Thomas was introduced to the United States in the 1950s by the 92nd Street Y, the 140-year-old organization for culture, arts, entertainment and conversation in New York. It was John
Malcolm Brinnin, the executive director of the organization, who invited Thomas to the Poetry Center and sponsored his first American reading tour, which wildly popularized both him and the idea of poetry in the United States.

“Dylan Thomas’s voice has added a new dimension to literary history,” The New York Times raved when he launched a U.S. reading tour in 1950. “He will surely be remembered as the first in modern literature to be both a maker and speaker of poetry…the typical reader will become entranced after hearing him recite.”

It was only fitting, then, that for the centennial celebrations of Dylan Thomas’ birth, the 92nd Street Y would host “Dylan Thomas in America,” an exhibition that brings together photographs, letters, postcards, manuscripts and drawings from archives around the world to chronicle the great Welsh poet’s legendary trips to the United States between 1950 and his tragic death in 1953 at the age of 39.

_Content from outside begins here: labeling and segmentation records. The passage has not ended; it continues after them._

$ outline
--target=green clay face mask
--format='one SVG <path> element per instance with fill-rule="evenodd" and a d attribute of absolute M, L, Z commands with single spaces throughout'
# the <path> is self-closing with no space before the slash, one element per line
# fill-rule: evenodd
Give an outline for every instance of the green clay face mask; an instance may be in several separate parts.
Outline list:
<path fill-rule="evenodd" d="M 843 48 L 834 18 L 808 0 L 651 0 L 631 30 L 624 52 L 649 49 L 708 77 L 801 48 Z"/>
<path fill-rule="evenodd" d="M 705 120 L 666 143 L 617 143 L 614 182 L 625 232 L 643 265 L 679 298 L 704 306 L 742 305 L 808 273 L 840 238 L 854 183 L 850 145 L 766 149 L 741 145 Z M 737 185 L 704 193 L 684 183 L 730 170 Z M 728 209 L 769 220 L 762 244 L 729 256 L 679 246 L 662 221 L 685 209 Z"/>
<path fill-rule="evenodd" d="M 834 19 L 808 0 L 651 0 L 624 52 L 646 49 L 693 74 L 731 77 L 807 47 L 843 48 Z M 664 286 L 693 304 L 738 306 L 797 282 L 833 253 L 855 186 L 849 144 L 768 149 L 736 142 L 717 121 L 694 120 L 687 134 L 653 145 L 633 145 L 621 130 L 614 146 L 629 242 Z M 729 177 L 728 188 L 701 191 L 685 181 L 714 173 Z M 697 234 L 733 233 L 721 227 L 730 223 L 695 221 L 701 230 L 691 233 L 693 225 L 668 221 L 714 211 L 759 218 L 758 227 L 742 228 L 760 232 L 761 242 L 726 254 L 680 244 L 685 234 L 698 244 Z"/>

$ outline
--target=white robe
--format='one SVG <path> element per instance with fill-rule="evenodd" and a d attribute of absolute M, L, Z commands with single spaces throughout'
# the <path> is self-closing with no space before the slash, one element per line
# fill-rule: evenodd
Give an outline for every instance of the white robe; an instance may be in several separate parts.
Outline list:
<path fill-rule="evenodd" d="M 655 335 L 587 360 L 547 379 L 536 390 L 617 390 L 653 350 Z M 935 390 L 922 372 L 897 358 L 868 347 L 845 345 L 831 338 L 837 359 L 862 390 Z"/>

The process of bringing these fragile and valuable artifacts to a public exhibit began with Duggal scanning and photographing more than 80 original photographs and letters. Each one of these vintage pieces was then retouched to ensure content clarity of image when enlarged. Each image was printed digitally and framed in custom-made museum boxes accompanied by the original letters. The exhibition includes an excerpt, in pencil, from Allen Ginsberg’s journal, recounting the evening in 1952 when Thomas and a friend sauntered into the San Remo Café on Macdougal Street and sat next to Ginsberg at the bar: “Ah, Dylan Thomas, I would have liked to know you that night, wish I could have communicated who I was, my true feeling, and its importance to you. For I too am a lover of the soul.” The exhibition also includes a letter from Igor Stravinsky, who was preparing to collaborate with Thomas on an opera, with the heading “The Opera That Might Have Been.”

Thomas once said, “A good poem is a contribution to reality. The world is never the same once a good poem has been added to it. A good poem helps to change the shape of the universe, helps to extend everyone’s knowledge of himself and the world around them.” Although Thomas created work for only a couple of decades, the expansive power of his poetry extended past a century and significantly contributed to the formation of a philosophical universe that deeply explores “birth and death, regeneration and ruin, ecstasy and despair.”

Bernard Schwartz, director of 92Y’s Unterberg Poetry Center, called the centenary of Dylan Thomas a wonderful opportunity to celebrate the poet’s life and work, as well as the history he shares with 92Y. I’m proud to have him acknowledge Duggal’s work when he states, “As with last year’s exhibition to mark the Poetry Center’s 75th anniversary, Duggal was an ideal—and indispensable—collaborator on ‘Dylan Thomas in America.’ We wanted the show’s diverse array of archival materials, in their varied states of presentability, to come together to tell a story, and what Duggal did for us—with their industry, skill and what can only be described as their magic—was bring that story to life. It’s one thing to have an idea of a time machine and maybe even go to the trouble of assembling its disparate parts. Quite another to have a design partner who can take those parts and build a machine that actually works!”

In a poetry magazine, Kevin Craft, the editor in chief, asks, “Faced with the endlessly replicable image-clutter of the digital age, do words retain their image-making power?” Just as in the hands of the right photographer, a landscape becomes a poem, in the imagination of a poet, words will always be able to evoke powerful imagery that can be seen and understood only with the mind’s eye.